No intuito de dirimir tal controvérsia, busca-se compreender, primeiramente, os propósitos que impulsionaram a inclusão desta previsão no Texto Constitucional, de modo a nortear sua aplicação no plano infraconstitucional.

Posteriormente, é traçado um panorama das percepções do instituto da paridade contributiva no âmbito da legislação que regulamentou o regime de previdência privada (LCs 108 e 109, 2001), baseada nas inovações implementadas pela citada Emenda.

Com esteio na coexistência e harmonização dos ditames constantes de ambos os diplomas, identifica-se o papel de cada qual na regulamentação dos preceitos da EC 20/98, para, finalmente, se chegar a uma conclusão acerca do exato alcance da paridade contributiva.

II EMENDA CONSTITUCIONAL 20/98: A CRIAÇÃO DO INSTITUTO DA PARIDADE CONTRIBUTIVA

A Emenda Constitucional 20, de 15 de dezembro de 1998, foi o veículo legislativo responsável pela criação do instituto da paridade contributiva para as entidades fechadas de previdência complementar patrocinadas por entes da Administração direta e indireta.
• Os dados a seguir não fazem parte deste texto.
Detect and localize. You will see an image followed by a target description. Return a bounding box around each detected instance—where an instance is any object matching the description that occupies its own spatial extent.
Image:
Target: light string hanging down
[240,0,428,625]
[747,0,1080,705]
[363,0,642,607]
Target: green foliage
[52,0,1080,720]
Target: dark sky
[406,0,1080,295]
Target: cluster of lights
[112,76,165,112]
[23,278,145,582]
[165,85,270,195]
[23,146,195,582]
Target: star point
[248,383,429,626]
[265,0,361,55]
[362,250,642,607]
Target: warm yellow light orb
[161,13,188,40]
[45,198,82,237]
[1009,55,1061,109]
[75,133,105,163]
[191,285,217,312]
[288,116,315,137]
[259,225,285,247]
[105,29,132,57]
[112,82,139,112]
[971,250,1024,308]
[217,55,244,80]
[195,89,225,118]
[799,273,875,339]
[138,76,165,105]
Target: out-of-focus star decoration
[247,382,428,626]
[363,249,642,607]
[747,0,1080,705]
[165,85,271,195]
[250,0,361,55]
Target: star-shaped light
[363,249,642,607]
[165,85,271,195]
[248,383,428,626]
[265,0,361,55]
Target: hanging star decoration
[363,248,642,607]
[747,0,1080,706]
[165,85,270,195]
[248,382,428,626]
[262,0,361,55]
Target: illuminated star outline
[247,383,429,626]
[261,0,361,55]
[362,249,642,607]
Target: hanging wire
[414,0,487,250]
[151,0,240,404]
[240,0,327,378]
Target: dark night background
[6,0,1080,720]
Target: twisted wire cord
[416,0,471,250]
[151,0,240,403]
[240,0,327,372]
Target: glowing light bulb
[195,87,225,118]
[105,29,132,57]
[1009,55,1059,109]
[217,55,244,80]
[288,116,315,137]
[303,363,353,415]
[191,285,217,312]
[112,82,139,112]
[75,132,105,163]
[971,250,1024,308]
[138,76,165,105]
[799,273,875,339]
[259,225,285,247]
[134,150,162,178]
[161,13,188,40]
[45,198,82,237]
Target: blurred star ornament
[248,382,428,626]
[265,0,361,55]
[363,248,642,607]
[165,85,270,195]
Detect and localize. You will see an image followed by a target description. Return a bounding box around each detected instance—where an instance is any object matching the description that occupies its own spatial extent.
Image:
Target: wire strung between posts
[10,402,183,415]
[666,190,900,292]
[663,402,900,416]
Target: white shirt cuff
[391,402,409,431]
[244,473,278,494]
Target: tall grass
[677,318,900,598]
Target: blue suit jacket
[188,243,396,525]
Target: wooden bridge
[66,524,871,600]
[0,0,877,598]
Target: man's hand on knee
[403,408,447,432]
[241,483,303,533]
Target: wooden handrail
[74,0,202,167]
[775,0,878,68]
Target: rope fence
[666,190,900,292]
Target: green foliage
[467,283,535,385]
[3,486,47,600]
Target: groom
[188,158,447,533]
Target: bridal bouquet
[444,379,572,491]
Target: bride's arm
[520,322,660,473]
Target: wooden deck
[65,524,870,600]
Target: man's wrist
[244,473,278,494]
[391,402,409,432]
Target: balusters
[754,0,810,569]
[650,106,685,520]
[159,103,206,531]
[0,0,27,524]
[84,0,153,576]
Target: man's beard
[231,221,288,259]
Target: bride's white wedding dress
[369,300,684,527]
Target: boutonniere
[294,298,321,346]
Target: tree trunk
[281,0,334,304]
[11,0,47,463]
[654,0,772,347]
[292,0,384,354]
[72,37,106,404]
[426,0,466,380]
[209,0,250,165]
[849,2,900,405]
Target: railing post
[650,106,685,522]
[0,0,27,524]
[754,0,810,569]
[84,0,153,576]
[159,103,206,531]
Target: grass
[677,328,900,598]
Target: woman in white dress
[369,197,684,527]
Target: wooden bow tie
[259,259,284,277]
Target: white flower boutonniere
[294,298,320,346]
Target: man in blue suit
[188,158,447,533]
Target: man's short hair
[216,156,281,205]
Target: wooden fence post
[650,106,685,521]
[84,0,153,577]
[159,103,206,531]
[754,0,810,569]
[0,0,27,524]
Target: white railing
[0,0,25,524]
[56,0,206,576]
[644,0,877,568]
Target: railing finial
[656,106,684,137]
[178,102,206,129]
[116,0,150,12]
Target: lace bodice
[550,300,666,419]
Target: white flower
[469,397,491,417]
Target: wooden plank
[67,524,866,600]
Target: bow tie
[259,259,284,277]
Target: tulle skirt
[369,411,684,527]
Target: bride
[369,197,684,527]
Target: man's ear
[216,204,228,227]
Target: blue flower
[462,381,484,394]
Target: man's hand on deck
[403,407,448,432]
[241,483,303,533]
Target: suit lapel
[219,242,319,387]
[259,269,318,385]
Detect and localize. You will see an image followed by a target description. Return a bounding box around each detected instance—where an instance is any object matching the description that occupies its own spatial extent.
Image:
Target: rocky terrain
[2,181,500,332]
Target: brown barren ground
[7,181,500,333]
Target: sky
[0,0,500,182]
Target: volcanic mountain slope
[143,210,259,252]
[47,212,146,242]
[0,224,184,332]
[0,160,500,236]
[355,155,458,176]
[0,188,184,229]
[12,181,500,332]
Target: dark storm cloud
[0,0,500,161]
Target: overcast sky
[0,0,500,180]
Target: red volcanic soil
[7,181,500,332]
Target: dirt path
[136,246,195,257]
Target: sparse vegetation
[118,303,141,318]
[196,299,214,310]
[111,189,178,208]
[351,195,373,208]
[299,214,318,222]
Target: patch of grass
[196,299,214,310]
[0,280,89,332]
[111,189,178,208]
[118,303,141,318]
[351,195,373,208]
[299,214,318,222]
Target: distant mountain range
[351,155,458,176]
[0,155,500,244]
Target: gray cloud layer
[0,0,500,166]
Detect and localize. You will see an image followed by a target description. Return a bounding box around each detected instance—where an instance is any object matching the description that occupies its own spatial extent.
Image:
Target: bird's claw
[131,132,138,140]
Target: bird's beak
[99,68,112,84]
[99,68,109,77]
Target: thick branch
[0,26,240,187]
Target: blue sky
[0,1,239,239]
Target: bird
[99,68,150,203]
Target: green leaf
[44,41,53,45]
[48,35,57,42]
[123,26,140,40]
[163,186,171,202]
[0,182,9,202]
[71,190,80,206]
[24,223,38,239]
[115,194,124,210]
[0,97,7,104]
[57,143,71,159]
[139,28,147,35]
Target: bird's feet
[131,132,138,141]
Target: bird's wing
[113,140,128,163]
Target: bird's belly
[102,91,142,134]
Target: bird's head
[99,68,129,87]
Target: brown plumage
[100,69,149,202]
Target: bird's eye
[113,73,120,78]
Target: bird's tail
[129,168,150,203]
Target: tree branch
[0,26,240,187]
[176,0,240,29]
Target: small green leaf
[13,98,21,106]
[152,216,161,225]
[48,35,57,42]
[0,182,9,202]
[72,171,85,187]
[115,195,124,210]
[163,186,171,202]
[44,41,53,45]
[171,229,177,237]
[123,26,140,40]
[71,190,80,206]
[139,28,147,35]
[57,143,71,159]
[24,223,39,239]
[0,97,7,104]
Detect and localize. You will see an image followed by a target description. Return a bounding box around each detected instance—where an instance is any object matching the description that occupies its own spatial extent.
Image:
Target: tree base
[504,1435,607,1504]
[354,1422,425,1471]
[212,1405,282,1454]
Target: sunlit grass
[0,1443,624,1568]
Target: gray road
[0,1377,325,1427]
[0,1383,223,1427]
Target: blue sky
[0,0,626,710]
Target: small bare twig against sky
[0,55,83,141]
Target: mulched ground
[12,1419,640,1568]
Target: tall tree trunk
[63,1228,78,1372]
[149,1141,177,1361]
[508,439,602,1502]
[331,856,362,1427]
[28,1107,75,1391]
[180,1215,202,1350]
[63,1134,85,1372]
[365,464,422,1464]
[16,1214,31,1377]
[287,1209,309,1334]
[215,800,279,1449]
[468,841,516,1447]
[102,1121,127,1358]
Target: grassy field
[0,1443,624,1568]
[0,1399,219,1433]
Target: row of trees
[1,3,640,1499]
Convém, então, transcrever-lhe os trechos responsáveis pela disciplina do tema:

Art. 1º - A Constituição Federal passa a vigorar com as seguintes alterações:
[...]
Art. 202 – O regime de previdência privada, de caráter complementar e organizado de forma autônoma em relação ao regime geral de previdência social, será facultativo, baseado na constituição de reservas que garantam o benefício contratado, e regulado por lei complementar.
§ 1º - A lei complementar de que trata este artigo assegurará ao participante de planos de benefícios de entidades de previdência privada o pleno acesso às informações relativas à gestão de seus respectivos planos.
§ 2º - As contribuições do empregador, os benefícios e as condições contratuais previstas nos estatutos, regulamentos e planos de benefícios das entidades de previdência privada não integram o contrato de trabalho dos participantes, assim como, à exceção dos benefícios concedidos, não integram a remuneração dos participantes, nos termos da lei.
§ 3º - É vedado o aporte de recursos a entidade de previdência privada pela União, Estados, Distrito Federal e Municípios, suas autarquias, fundações, empresas públicas, sociedades de economia mista e outras entidades públicas, salvo na qualidade de patrocinador, situação na qual, em hipótese alguma, sua contribuição normal poderá exceder a do segurado.
§ 4º - Lei complementar disciplinará a relação entre a União, Estados, Distrito Federal ou Municípios, inclusive suas autarquias, fundações, sociedades de economia mista e empresas controladas direta ou indiretamente, enquanto patrocinadoras de entidades fechadas de previdência privada, e suas respectivas entidades fechadas de previdência privada.
§ 5º - A lei complementar de que trata o parágrafo anterior aplicar-se-á, no que couber, às empresas privadas permissionárias ou concessionárias de prestação de serviços públicos, quando patrocinadoras de entidades fechadas de previdência privada.
§ 6º - A lei complementar a que se refere o § 4º deste artigo estabelecerá os requisitos para a designação dos membros das diretorias das entidades fechadas de previdência privada e disciplinará a inserção dos participantes nos colegiados e instâncias de decisão em que seus interesses sejam objeto de discussão e deliberação.
[...]
Art. 5º - O disposto no art. 202, § 3º, da Constituição Federal, quanto à exigência de paridade entre a contribuição da patrocinadora e a contribuição do segurado, terá vigência no prazo de dois anos a partir da publicação desta Emenda, ou, caso ocorra antes, na data de publicação da lei complementar a que se refere o § 4º do mesmo artigo.
Art. 6º - As entidades fechadas de previdência privada patrocinadas por entidades públicas, inclusive empresas públicas e sociedades de economia mista, deverão rever, no prazo de dois anos, a contar da publicação desta Emenda, seus planos de benefícios e serviços, de modo a ajustá-los atuarialmente a seus ativos, sob pena de intervenção, sendo seus dirigentes e os de suas respectivas patrocinadoras responsáveis civil e criminalmente pelo descumprimento do disposto neste artigo.
Art. 7º - Os projetos das leis complementares previstas no art. 202 da Constituição Federal deverão ser apresentados ao Congresso Nacional no prazo máximo de noventa dias após a publicação desta Emenda.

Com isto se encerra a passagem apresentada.